Kernel &Tensor params accept three input forms. You get back the same type you put in:

Input Returned tokio::spawn?
Tensor<T> Tensor<T> Yes
Arc<Tensor<T>> Arc<Tensor<T>> Yes
&Tensor<T> &Tensor<T> No (not 'static)

Kernel &mut Tensor params accept two partition forms:

Input Returned
Partition<Tensor<T>> (owned) Partition<Tensor<T>>
Partition<&mut Tensor<T>> (borrowed) Partition<&mut Tensor<T>>

The borrowed form writes in place — no unpartition() needed.

Combinators

Operations compose via combinators that follow futures crate conventions:

// Chain dependent work on the same stream.
let result = allocate_buffer()
    .then(|buf| fill_kernel(buf))
    .then(|buf| process_kernel(buf))
    .sync()?;

// Combine independent operations.
let (a, b) = zip!(op_a, op_b).sync()?;

// Transform output without GPU work.
let doubled = op.map(|x| x * 2);

// Cloneable, execute-once.
let shared = op.shared();

Scheduling

The SchedulingPolicy trait decides which CUDA stream each operation runs on. The default StreamPoolRoundRobin rotates through 4 streams, enabling overlap of independent operations.
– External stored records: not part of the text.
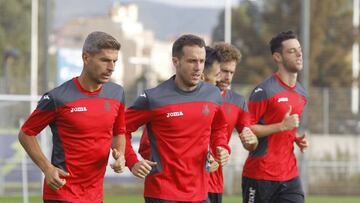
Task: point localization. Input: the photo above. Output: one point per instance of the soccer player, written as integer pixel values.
(181, 115)
(211, 74)
(236, 113)
(86, 117)
(270, 172)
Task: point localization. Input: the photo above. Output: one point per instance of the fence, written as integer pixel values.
(330, 166)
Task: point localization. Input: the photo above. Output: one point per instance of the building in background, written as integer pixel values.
(143, 61)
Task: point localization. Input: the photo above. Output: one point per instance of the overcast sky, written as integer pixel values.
(195, 3)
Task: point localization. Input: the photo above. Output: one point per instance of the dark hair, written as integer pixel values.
(228, 52)
(212, 55)
(186, 40)
(276, 42)
(96, 41)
// Implicit: .sync() and .await use the default round-robin policy.
let result = my_kernel(out, input).sync()?;

// Explicit: pin to a specific stream.
let result = my_kernel(out, input).sync_on(&stream)?;

// Multi-device: schedule on a specific device's policy.
let future = my_kernel(out, input).schedule(&policy)?;

Operations chained with .then() share a single stream and always execute in order. Operations on different streams may overlap.

CUDA Graphs

CudaGraph<T> captures a DeviceOp into a replayable CUDA graph using stream capture:

// Capture: executes once, records all GPU work into a graph.
let forward_op = build_forward(&cfg, &weights, input.clone(), buffers);
let mut graph = forward_op.graph_on(stream.clone())?;
let buffers = graph.take_output().unwrap();

// Replay loop — single driver call per iteration.
for token in tokens {
    graph.update(api::memcpy(&mut input_buf, &token))?;
    graph.launch()?;
}

All device pointers are baked in at capture time. To vary inputs, copy new data into pre-allocated buffers via graph.update(op) before each graph.launch().

API Argument Conventions

Layer Arguments Return
API functions (zeros, dup, etc.) Concrete values impl DeviceOp
Extension traits (.reshape(), .to_host_vec(), etc.) Concrete values impl DeviceOp
Kernel functions (rms_norm, etc.) IntoDeviceOp / KernelInput / KernelOutput args impl DeviceOp

Kernel launchers accept Tensor<T>, Arc<Tensor<T>>, &Tensor<T>, Partition<Tensor<T>>, Partition<&mut Tensor<T>>, scalars, and lazy DeviceOps interchangeably via trait-based dispatch.

Testing

Run the crate tests with:

cargo test -p cuda-async